The Salt Eaters
- First edition
- Author: Toni Cade Bambara
- Language: English
- Publisher: Random House
- Publication date: 1980
- ISBN: 978-0-679-74076-6
- OCLC: 4957488

= The Salt Eaters =

1980 novel by Toni Cade Bambara

The Salt Eaters is a 1980 novel, the first such work by Toni Cade Bambara. The novel is written in an experimental style and is explicitly political in tone, with several of the characters being veterans of the civil rights, feminist, and anti-war movements of the 1960s and 1970s. It is set in the fictional town of Claybourne, Georgia.

== Plot ==
The novel opens on Minnie Ransom, the "fabled healer of the district", performing a healing on Velma Henry who has attempted suicide by slitting her wrists and sticking her head into a gas oven. Velma, a community activist who has worked in various leftist movements, has suffered a nervous breakdown due to the increasing factionalism in the activist community of Claybourne as well as her failing marriage to Obie, another activist, and the pressures of her job as a computer programmer at Transchemical, a chemical plant in the neighboring town.

Minnie, an unmarried eccentric, calls on her spiritual guide, a "haint" she called Old Wife, to guide her through the healing as she feels Velma is resisting her efforts. (Old Wife was the elderly woman who helped Minnie deal with the emotional breakdown she experienced after she ran away from the bible college that her well-to-do parents sent her to and headed to New York City.) Many chapters of the book feature long internal dialogues between Minnie and Old Wife, with the two of them having spirited debates about the "loas" that Old Wife refuses to acknowledge. The healing, which is conducted in the infirmary that Velma helped to establish to serve the community is witnessed by several visitors, most of whom have some sort of connection to Velma.

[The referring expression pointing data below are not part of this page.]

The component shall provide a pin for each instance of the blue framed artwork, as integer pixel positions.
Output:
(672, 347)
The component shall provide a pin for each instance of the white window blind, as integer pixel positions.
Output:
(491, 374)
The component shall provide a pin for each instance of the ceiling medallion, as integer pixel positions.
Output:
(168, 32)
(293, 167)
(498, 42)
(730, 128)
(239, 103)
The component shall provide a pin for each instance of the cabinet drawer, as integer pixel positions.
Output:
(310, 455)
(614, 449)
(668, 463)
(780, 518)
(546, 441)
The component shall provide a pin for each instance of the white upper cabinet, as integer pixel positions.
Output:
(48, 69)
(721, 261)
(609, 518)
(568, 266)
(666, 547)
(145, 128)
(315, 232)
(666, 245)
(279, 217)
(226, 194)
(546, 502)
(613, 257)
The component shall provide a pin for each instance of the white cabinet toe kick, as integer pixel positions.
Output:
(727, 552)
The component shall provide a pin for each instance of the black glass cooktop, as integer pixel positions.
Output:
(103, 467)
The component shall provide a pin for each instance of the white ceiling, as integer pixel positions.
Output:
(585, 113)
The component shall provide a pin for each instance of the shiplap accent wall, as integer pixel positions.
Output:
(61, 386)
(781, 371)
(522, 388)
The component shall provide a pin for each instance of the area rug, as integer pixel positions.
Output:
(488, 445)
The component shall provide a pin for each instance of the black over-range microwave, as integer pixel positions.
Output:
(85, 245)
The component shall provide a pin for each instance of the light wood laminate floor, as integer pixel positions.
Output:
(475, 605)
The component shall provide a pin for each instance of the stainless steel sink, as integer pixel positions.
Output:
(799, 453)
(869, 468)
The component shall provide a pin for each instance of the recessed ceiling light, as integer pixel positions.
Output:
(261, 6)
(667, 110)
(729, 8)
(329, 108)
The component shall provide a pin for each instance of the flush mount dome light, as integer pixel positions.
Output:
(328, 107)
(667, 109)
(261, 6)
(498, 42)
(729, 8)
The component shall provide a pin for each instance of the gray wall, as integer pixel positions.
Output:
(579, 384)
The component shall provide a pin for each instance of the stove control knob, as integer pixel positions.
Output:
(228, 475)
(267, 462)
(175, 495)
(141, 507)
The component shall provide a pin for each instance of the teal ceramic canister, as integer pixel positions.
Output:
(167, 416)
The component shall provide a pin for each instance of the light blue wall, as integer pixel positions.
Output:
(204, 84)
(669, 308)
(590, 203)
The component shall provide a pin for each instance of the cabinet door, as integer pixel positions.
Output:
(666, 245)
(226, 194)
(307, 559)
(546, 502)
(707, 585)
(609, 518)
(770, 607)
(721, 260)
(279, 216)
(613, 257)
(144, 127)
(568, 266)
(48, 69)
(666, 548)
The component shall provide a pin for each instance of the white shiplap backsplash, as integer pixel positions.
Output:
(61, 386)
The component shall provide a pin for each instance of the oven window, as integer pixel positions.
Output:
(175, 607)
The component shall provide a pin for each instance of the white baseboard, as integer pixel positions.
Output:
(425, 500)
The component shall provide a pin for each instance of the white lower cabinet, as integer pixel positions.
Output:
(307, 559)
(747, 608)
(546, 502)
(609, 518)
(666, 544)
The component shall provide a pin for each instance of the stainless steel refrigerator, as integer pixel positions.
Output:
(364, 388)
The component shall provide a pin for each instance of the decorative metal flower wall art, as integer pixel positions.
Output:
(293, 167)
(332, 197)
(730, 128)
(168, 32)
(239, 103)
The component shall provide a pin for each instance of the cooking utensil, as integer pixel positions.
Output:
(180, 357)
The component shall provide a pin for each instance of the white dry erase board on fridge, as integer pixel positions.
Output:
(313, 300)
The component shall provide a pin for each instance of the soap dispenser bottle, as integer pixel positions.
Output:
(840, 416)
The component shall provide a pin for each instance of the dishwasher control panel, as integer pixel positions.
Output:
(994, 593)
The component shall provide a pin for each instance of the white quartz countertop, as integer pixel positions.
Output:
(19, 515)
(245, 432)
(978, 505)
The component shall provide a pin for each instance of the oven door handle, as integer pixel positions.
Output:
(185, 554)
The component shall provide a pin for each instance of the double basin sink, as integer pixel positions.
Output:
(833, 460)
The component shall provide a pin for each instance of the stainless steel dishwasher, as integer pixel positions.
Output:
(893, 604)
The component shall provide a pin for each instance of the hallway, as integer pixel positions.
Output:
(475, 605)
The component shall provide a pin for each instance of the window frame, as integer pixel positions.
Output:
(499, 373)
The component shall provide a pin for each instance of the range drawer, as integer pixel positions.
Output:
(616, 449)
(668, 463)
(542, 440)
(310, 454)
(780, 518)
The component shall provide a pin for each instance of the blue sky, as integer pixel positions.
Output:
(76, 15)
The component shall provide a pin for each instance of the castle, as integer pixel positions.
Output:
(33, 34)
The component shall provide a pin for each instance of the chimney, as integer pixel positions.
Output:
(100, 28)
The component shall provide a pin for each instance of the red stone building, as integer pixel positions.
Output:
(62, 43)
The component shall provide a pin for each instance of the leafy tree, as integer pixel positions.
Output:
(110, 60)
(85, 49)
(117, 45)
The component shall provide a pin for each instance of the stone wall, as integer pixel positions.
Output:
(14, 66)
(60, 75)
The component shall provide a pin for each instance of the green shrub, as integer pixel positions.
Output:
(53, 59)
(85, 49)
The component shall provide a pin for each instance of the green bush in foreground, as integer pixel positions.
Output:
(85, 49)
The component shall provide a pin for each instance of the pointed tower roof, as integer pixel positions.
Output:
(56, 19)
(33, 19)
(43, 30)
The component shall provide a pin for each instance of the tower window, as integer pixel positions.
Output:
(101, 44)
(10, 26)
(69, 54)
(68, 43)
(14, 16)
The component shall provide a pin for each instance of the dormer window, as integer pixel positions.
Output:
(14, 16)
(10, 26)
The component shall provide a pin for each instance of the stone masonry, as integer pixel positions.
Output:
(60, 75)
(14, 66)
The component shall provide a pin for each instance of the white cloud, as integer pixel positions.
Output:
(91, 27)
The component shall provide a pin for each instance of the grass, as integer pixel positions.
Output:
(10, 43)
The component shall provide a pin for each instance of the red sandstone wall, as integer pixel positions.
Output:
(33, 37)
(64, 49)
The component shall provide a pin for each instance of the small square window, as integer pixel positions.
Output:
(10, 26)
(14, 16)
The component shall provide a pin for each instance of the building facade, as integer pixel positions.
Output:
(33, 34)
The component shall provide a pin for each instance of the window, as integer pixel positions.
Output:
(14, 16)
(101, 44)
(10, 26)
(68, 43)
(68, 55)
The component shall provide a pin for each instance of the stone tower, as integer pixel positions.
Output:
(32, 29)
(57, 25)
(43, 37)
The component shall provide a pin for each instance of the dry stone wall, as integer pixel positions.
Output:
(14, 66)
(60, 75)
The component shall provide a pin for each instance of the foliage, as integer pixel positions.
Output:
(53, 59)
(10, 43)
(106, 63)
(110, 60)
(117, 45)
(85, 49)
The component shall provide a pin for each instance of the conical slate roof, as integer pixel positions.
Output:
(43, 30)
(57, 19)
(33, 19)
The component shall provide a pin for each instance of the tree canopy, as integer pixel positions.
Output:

The entirety of the novel's action revolves around the healing, with the planning of the upcoming Spring Festival serving as backdrop. The point-of-view of the novel shifts numerous times between characters. "At once spiritual, apocalyptic, mysterious, cacophonic, and destabilizing, The Salt Eaters offers a unifying epiphany of creation and community."

== Bibliography ==
- Bambara, Toni Cade. The Salt Eaters, Random House, 1980.